CONCLUSION: These results suggest that oxidative stress in long standing UC could lead to the increase of cytoprotective protein TRAP1, which in turn could promote cancer progression by preventing or protecting the oxidative damaged epithelial cells from undergoing apoptosis. TRAP1 could be a potential diagnostic marker for UC associated colorectal cancer.

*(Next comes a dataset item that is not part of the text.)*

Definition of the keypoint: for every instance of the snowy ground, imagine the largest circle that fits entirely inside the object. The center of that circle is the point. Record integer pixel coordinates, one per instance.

Keywords: Ulcerative colitis; Colorectal cancer; Inflammation; Oxidative stress; Tumor necrosis factor receptor-associated protein 1

Core tip: Chronic ulcerative colitis (UC) is an inflammatory bowel disease that predisposes to colorectal cancer. Our study showed that up-regulation of tumor necrosis factor receptor-associated protein 1 (TRAP1) occurred early in the neoplastic progression of UC associated cancer: it was present in both the dysplastic and non-dysplastic tissues of UC progressors. Our study further showed that the increase of TRAP1 expression in UC progressors positively correlated with the degree of inflammation in the colorectal cancer tissues, which could be related to the increased oxidation present in the colonic mucosa from UC progressors. TRAP1 could be a potential diagnostic marker for UC associated colorectal cancer.